The Promenade des Anglais is a stunning stretch of seafront along the Mediterranean. Here, you’ll find people from all over the world and from all walks of life. Some jogging, some skating, some walking pets and some just lying on the pebbly beach and soaking up the Sun. You could read the book of your choice, talk the language you like, hang with the people of your choice and love the ones you want to. Nice would never trouble you. It’s the kind of place worth saving — from the politicians, from exclusive ownership.

In Nice, I was a student travelling all the way down to the French Riviera where I reported for my internship with a company at Sophia Antipolis. It wasn’t easy to find a residence and of course, the fact that my French wasn’t magnifique didn’t help either. It wasn’t as bad as Joey’s from Friends but I managed. A lovely Arab woman sold me vegetables every day, I rode the bus seated next to a Muslim man who read the Quran aloud on his way to work and I had fun speaking to this lot in my broken French.

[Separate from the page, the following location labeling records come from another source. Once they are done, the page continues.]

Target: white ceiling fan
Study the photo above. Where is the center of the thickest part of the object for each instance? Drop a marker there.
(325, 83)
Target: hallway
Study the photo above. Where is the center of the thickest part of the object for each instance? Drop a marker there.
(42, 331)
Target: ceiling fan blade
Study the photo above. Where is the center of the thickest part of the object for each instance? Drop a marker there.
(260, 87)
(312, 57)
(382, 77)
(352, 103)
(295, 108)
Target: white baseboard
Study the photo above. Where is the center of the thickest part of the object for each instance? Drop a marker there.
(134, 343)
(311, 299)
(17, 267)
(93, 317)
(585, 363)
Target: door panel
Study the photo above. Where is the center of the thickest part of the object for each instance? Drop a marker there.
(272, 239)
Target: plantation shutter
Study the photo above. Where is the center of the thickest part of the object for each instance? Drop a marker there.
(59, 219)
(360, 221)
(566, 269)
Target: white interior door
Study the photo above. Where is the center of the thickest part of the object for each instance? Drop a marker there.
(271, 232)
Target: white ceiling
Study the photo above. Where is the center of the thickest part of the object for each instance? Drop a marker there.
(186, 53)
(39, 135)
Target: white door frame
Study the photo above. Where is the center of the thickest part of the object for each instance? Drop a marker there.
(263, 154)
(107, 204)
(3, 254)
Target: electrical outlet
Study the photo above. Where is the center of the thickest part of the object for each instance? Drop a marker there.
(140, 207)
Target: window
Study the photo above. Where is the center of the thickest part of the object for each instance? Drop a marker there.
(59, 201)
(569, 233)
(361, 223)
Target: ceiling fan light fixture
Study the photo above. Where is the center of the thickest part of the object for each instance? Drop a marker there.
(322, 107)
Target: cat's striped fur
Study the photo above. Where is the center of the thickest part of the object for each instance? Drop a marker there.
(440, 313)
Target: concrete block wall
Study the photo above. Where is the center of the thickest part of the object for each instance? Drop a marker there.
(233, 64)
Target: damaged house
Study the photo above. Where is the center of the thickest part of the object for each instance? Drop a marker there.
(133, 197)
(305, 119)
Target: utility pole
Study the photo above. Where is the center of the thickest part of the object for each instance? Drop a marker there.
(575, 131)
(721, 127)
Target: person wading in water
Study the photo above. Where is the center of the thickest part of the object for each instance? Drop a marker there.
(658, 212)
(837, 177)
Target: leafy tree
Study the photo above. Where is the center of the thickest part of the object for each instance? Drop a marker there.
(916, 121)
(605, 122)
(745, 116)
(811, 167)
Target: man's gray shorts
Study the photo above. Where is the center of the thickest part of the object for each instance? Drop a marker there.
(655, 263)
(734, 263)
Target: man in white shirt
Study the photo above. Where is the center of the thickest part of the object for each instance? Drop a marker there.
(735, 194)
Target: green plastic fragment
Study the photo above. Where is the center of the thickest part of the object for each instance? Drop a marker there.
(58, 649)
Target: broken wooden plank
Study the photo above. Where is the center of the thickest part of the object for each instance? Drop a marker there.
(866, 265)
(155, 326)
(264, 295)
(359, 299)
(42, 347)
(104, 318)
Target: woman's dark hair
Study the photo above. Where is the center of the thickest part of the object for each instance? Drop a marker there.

I found help everywhere I went. It was amazing how patient and encouraging people were, especially when I spoke their language — albeit broken. A few days on the street had made up for those terrible marks back in school.

I found a student residence close to the Promenade and as the days went by, I grew from being “accustomed to” being “fond of” the place. Acquaintances became part of my everyday life. There were no cultural walls either. Almost all the businesses were run by Tunisians, Algerians and others... but they were all on a level of friendly our Indian cities are yet to master. I have been out late at nights too. The only troublemakers were drunk teenagers. But hey, that’s the case everywhere! That is something we can fix inside classrooms, not in parliaments or war rooms.

Nice is the kind of place our planet might lose to all this fear-mongering. One man drove a truck into a happy crowd killing dozens but I’m sure many more will turn up for those fireworks next year — that’s how the free world fights back.